Each holder of the notes may require us to purchase all or a portion of their notes for cash on the following dates and purchase prices, plus accrued and unpaid interest and liquidating damages, if any:
| • | | March 2, 2011 - $747.62 per $1,000 of principal amount; |
| • | | March 2, 2014 - $799.52 per $1,000 of principal amount; |
| • | | March 2, 2019 - $894.16 per $1,000 of principal amount. |
However, it is possible that we would not have sufficient funds at that time to make the required purchase of notes or would otherwise be prohibited under future debt instruments from making such payments in cash. We may only pay the purchase price in cash and not in shares of our common stock.
In addition, upon the occurrence of certain specific kinds of change in control events, holders may require us to purchase for cash all or any portion of their notes. However, it is possible that, upon a change in control, we may not have sufficient funds at that time to make the required purchase of notes, and we may be unable to raise the funds necessary.
The terms of future indebtedness we incur may restrict our ability to fund the purchase of notes upon a change in control or if we are otherwise required to purchase notes at the option of the holder. If such restrictions exist, we would have to seek the consent of the lenders or repay those borrowings. If we were unable to obtain the necessary consent or unable to repay those borrowings, we would be unable to purchase the notes and, as a result, would be in default under the notes.

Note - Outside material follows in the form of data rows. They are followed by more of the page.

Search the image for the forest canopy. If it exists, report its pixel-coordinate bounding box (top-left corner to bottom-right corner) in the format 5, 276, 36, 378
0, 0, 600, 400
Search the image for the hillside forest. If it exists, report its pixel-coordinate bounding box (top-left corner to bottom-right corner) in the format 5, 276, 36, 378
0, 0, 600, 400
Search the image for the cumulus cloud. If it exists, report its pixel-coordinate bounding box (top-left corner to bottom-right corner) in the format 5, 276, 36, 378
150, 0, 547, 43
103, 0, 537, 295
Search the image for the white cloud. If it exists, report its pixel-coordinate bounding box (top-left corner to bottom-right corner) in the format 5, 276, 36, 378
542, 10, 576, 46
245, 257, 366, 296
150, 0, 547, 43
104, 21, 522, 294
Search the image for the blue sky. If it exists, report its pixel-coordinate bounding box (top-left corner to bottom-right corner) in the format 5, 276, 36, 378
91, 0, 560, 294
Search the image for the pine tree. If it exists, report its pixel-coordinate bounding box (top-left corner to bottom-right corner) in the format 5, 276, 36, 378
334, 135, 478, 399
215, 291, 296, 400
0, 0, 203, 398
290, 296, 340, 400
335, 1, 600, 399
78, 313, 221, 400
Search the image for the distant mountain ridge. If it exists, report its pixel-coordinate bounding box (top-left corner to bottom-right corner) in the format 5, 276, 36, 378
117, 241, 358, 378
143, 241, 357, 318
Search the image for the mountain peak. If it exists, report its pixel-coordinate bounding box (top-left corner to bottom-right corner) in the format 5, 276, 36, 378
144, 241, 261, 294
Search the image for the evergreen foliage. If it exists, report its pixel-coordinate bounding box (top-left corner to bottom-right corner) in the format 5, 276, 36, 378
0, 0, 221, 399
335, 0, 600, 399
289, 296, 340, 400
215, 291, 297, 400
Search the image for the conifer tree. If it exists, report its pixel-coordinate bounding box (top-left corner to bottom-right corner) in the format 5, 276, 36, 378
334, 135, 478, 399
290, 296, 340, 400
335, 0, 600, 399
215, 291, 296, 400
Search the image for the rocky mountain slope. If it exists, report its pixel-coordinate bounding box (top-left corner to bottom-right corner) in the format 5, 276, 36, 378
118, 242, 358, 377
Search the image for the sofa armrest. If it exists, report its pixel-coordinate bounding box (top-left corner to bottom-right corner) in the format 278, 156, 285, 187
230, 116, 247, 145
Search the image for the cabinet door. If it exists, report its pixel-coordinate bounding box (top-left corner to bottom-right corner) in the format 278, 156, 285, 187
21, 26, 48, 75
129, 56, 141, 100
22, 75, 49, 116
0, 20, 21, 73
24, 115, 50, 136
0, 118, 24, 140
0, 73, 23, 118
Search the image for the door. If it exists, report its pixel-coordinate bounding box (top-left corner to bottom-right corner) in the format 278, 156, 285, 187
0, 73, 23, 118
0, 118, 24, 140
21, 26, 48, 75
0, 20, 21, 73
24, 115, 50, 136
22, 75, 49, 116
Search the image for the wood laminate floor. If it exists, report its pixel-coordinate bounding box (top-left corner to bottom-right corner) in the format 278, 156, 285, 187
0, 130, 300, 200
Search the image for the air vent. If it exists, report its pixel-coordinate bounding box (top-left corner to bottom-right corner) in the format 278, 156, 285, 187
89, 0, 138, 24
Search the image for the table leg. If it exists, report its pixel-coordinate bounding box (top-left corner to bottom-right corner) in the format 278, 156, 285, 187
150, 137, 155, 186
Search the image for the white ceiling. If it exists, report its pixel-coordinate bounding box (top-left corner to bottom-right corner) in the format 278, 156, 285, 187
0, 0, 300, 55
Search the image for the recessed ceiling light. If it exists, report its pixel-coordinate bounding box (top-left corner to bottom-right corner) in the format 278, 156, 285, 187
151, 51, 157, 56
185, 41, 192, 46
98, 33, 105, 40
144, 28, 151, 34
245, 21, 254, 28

The holders of our notes could receive less than the value of the shares of common stock into which the notes are convertible as a result of the conditional conversion feature of the notes or as a result of optional redemption of the notes by us.
The notes are convertible into shares of common stock only if specified conditions are met. If the specified conditions for conversion are not met, holders of our notes will not be able to convert the notes, and may not be able to receive the value of the shares of common stock into which the notes would otherwise be convertible.

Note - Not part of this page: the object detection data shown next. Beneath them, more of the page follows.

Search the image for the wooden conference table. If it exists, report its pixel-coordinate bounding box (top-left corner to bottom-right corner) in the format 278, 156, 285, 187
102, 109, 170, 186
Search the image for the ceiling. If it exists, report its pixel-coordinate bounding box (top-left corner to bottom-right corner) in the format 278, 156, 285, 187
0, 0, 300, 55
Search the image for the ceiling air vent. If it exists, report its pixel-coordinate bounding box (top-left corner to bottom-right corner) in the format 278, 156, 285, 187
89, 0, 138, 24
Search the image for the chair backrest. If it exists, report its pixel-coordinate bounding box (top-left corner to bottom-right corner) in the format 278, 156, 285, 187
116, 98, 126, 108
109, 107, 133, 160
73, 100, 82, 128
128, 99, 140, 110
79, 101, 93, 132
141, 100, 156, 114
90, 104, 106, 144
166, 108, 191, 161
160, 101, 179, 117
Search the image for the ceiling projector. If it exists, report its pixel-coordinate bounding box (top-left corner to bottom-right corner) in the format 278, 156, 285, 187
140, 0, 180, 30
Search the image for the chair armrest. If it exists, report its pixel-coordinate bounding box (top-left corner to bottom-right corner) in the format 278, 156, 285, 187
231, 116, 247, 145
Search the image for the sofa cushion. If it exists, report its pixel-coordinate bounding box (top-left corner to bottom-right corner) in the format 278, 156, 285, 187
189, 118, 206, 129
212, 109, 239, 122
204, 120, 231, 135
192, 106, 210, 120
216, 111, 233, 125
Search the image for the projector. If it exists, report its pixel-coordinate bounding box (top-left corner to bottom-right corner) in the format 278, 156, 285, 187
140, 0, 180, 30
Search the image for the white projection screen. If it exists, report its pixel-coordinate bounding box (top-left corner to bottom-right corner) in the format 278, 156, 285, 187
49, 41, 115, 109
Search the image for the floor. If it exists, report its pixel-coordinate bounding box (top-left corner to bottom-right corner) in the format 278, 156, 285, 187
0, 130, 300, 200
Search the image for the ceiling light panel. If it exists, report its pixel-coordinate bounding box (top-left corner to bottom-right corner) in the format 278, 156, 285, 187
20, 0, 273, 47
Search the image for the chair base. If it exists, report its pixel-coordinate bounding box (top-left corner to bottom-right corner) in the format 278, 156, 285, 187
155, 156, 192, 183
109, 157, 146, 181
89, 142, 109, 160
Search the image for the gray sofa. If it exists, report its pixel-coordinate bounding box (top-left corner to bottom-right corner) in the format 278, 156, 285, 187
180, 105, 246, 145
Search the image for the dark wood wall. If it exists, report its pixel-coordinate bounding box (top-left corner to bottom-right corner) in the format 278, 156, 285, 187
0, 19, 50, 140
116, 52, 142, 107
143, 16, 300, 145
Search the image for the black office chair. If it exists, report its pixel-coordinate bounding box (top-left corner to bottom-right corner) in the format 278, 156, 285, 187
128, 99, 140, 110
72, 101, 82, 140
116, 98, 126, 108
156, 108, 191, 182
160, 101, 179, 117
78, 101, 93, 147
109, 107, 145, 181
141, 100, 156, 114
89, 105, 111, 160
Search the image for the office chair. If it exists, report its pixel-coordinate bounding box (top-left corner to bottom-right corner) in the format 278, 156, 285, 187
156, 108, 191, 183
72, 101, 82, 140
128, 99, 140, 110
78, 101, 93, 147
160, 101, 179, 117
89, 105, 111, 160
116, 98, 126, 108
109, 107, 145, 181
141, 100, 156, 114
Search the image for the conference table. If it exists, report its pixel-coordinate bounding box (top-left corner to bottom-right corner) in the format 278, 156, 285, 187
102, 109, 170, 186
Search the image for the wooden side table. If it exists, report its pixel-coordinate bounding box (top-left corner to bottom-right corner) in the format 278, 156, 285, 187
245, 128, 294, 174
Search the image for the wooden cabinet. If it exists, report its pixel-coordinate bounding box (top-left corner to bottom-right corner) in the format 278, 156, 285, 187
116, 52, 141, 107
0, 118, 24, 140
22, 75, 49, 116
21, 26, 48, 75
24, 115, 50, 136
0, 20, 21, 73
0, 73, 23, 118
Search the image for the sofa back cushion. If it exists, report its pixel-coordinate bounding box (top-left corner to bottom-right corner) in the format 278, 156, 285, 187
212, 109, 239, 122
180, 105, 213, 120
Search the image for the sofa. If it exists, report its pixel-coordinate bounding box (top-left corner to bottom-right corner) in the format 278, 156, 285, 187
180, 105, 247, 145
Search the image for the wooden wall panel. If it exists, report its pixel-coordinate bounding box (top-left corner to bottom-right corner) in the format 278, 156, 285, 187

The notes are convertible at the option of the holders into shares of our common stock, after September 30, 2004, only under the following circumstances: (1) if the closing sale price of our common stock was more than 120% of the then current conversion price of the notes for at least 20 trading days in the period of the 30 consecutive trading days ending on the last trading day of the previous calendar quarter (once the forgoing condition is satisfied for any one quarter, then the notes will thereafter be convertible at any time at the option of the holder, through maturity), (2) if we elect to redeem the notes, (3) upon the occurrence of specified corporate transactions or significant distributions to holders of our common stock occur or (4) subject to certain exceptions, for the five consecutive business day period following any five consecutive trading day period in which, for each day of that period, the trading price of the notes was less than 98% of the sale price of our common stock multiplied by the notes’ then current conversion rate. Subject to the above conditions, the notes are convertible into an aggregate of 8,269,942 shares of common stock at an initial conversion price of $31.46 per share of common stock.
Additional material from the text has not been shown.